Major/minor: Economics and Mathematics
Year and expected graduation: Senior; spring 2020
Faculty supervisor: Professor Michael Geruso
Name of project: Inversions in US Presidential Elections: 1836-2016

Can you give a brief, simplified overview of this research project?
This project estimates the ex ante probability that a US Presidential election will result in an inversion (where the popular vote winner is not the Electoral College winner). We ask whether the four historical inversions were statistical flukes and whether inversions could happen at larger vote margins. By simulating elections, we show that, across any reasonable statistical model, the probability of inversion is about 40% in elections decided by a percentage point or less (equal to 1.3 million votes by 2016 turnout).

How did you get involved with this project?
I began working for Professor Mike Geruso as a research assistant after taking a class with him during my sophomore year. This project was in its early stages then, and I have been working on it ever since.

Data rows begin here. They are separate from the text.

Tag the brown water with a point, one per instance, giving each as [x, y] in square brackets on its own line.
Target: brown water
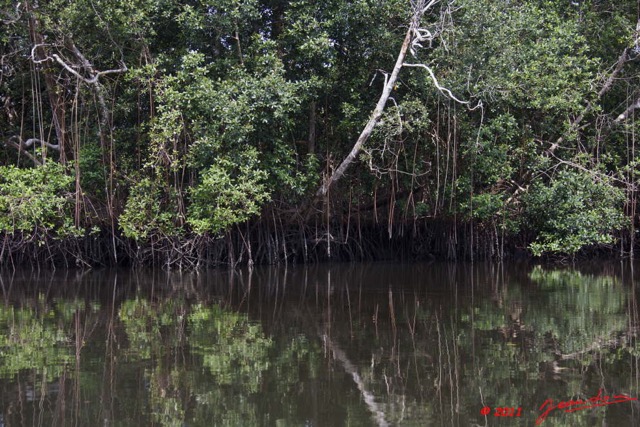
[329, 345]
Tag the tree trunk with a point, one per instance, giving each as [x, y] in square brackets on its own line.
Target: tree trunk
[56, 100]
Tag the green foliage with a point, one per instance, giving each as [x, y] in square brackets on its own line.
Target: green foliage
[146, 212]
[574, 210]
[35, 199]
[226, 195]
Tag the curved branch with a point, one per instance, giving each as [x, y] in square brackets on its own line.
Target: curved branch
[19, 146]
[441, 88]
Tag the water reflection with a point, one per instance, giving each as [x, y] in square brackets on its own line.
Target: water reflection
[324, 345]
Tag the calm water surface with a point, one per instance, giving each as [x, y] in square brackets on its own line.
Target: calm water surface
[330, 345]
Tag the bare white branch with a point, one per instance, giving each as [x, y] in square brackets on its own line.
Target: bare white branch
[441, 88]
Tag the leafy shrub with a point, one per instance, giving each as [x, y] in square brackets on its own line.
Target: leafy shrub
[35, 198]
[145, 213]
[227, 195]
[573, 211]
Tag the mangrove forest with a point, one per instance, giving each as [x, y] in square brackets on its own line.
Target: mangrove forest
[190, 133]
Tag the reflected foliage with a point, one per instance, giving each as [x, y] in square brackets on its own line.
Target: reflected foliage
[359, 346]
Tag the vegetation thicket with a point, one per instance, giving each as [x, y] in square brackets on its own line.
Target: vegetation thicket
[189, 133]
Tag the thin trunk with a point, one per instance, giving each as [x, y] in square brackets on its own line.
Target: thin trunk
[56, 100]
[312, 127]
[375, 117]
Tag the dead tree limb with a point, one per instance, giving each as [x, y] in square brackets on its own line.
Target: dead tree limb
[413, 39]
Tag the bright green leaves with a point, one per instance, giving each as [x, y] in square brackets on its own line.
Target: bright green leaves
[229, 133]
[35, 199]
[149, 211]
[575, 210]
[227, 194]
[528, 55]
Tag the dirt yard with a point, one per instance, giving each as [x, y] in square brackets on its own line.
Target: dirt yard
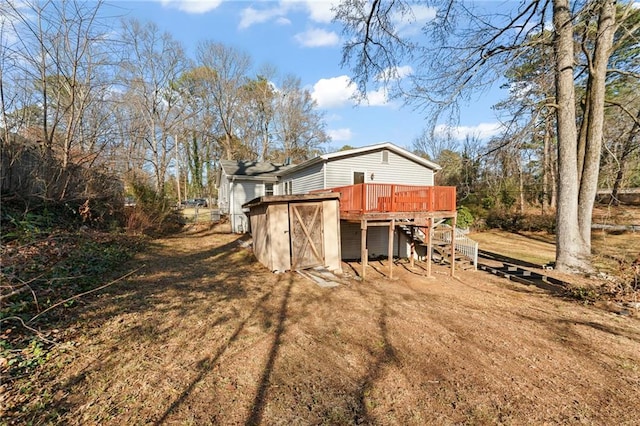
[203, 334]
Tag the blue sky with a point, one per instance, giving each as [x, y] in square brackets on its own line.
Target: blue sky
[298, 38]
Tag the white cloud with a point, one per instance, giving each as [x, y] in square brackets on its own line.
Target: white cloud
[317, 37]
[320, 11]
[333, 92]
[482, 131]
[340, 135]
[283, 21]
[378, 97]
[340, 91]
[192, 6]
[395, 73]
[409, 25]
[251, 16]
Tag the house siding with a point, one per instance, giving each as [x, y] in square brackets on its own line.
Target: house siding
[241, 192]
[305, 180]
[398, 170]
[223, 194]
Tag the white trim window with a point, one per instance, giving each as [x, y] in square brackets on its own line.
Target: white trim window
[268, 188]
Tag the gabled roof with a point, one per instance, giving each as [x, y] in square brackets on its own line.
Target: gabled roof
[363, 150]
[253, 169]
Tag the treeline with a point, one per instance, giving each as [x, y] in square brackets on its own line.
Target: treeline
[519, 168]
[124, 97]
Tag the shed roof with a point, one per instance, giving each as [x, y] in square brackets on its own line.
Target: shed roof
[274, 199]
[253, 169]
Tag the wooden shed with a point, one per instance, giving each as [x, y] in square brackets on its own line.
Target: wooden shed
[294, 232]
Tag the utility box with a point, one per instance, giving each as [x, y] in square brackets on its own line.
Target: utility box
[295, 232]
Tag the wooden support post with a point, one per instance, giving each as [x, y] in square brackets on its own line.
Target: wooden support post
[392, 227]
[453, 245]
[413, 246]
[429, 245]
[364, 254]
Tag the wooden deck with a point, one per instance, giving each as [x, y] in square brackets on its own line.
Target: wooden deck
[379, 204]
[389, 200]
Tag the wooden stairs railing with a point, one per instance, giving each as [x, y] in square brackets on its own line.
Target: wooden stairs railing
[466, 249]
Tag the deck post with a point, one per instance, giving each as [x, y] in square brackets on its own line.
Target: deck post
[413, 246]
[453, 244]
[363, 247]
[392, 226]
[393, 198]
[429, 245]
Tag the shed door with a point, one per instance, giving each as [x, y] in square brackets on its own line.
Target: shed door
[305, 224]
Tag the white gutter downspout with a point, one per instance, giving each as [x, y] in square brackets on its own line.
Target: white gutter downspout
[231, 205]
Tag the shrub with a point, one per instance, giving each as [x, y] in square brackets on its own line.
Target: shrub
[515, 222]
[152, 213]
[465, 217]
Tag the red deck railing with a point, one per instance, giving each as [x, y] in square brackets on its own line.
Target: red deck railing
[383, 198]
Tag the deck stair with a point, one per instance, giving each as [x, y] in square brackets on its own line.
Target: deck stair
[466, 256]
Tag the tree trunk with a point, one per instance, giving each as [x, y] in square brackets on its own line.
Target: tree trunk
[595, 124]
[568, 242]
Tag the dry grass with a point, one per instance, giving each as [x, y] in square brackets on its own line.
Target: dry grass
[205, 335]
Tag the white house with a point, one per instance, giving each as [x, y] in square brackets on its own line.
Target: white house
[381, 163]
[242, 181]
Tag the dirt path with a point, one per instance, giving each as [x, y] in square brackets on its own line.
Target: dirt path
[205, 335]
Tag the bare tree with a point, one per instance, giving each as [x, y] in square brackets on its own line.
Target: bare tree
[465, 49]
[231, 68]
[299, 125]
[155, 60]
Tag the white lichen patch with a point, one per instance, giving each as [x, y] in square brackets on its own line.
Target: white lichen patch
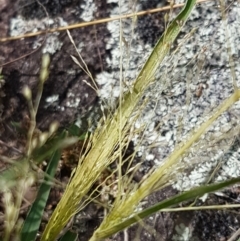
[20, 26]
[190, 85]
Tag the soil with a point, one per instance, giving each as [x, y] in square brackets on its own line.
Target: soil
[68, 81]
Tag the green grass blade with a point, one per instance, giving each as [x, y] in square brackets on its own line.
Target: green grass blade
[186, 196]
[69, 236]
[106, 137]
[33, 220]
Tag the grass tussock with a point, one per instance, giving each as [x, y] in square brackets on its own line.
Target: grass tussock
[105, 146]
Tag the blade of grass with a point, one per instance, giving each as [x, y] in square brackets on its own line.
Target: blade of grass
[33, 219]
[106, 137]
[186, 196]
[69, 236]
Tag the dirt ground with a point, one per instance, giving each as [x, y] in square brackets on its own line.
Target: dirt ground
[68, 81]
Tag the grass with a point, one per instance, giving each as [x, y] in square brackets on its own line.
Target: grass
[104, 146]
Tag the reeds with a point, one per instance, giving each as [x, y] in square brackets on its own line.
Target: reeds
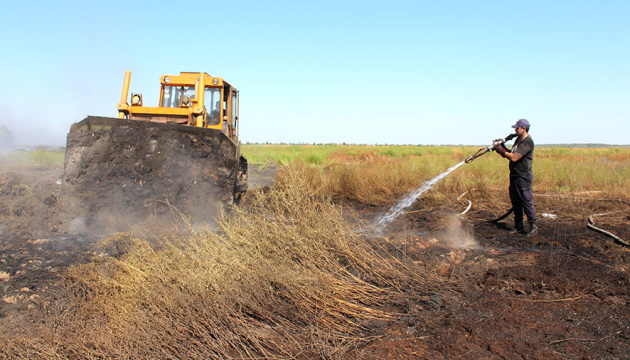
[284, 277]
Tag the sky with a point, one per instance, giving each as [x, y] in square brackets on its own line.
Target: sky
[358, 72]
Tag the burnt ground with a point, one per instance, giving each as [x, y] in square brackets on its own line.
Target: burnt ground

What went into preparing a research article for publication?
Generating our results involved developing models and running simulations of elections using historical election data, and then interpreting the distributions of simulated elections. This process gave me the opportunity to learn about election modeling and develop skills in data analysis and programming. The other important part of a project like this is communicating our findings. In particular, because we wanted to create materials for people outside of the research world, I had the opportunity to think about how to adapt communication styles to develop briefs that would be useful to the media and to policymakers.

This research is of interest to a lot of people, and it has received some attention in the media. What impact do you hope this work will have?
The topic of this project is relevant both to individuals forming their political opinions and to policymakers developing platforms. I hope to enrich the political debate around the Electoral College by arming these groups with relevant facts.

Do you see your project connecting with your plans for your future?
Definitely! I hope to pursue a PhD in economics in the future. Working on this project has been useful to decide whether I want a career in research, prepare to apply to graduate programs, and develop skills for research.